Something sank within Trent, for he could sense the fight that was coming. The "young'un" would probably be Cub Hale. He remembered that slim, erect, pantherlike young man in white buckskins and riding his white horse, that young, handsome man who loved to kill. Here it was, and there was no way a man could duck it. But no. It wasn't his fight. Not yet, it wasn't.

"How'd you kids happen to come here?" he asked kindly.

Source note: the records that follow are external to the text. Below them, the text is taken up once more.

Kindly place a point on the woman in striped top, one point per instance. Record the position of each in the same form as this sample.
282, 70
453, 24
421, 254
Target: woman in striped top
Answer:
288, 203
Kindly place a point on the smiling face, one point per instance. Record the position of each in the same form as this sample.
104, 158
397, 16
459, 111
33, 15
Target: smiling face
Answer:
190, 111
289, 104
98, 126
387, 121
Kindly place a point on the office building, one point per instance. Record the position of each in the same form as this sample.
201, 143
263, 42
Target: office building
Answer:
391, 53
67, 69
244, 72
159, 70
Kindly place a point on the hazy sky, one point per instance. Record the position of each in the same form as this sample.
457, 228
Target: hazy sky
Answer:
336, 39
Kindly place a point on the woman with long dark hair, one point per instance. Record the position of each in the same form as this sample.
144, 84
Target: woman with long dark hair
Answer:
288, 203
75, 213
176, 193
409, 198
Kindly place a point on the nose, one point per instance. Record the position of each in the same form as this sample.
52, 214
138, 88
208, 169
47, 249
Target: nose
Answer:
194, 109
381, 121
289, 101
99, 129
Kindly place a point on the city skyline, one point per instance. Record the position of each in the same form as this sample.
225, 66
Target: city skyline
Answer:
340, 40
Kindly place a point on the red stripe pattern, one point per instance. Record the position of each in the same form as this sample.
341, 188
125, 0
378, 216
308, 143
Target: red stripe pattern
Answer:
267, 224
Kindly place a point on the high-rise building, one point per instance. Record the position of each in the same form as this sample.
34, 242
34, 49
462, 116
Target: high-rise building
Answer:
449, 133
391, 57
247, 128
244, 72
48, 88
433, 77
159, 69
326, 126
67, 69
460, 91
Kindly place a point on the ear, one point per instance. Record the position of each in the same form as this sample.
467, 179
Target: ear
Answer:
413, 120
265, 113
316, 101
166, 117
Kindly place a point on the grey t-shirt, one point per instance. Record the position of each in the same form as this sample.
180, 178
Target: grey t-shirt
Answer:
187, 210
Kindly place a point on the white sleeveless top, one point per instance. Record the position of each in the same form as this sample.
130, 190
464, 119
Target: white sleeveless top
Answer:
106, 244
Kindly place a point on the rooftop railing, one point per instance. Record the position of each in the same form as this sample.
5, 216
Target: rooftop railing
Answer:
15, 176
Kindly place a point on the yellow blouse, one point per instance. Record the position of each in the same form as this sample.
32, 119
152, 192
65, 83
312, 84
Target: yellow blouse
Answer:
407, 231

"We had to get away. Sally was gettin' wood for the house, an' when I met her we started back. Then we heard the shootin', an' when I looked through the brush, I seen the young'un finishin' Pap. I wanted to fight, but I ain't got no gun."

"Did they look for you?" Trent asked.

"Uh-huh. We heard one of 'em say he wanted Sally!" Jackie glanced at the girl, whose face was white, her eyes wide. "They allowed there wasn't no use killin' her-yet!

"You had horses?" Trent asked.

"Uh-huh. We done left them in the brush. We wasn't sure but what they'd come here, too. But we come here because, Pap, he done said if any thin' ever happened to him, we was to come here first. He said you was a good man, an' he figgered you was some shakes with a gun."

"All right." Trent dished them out some food. "You kids can stay here tonight. I got blankets enough. Then in the mornin' I'll take you down to Parson's."

"Let me fix that," Sally pleaded, reaching for the skillet. "I can cook."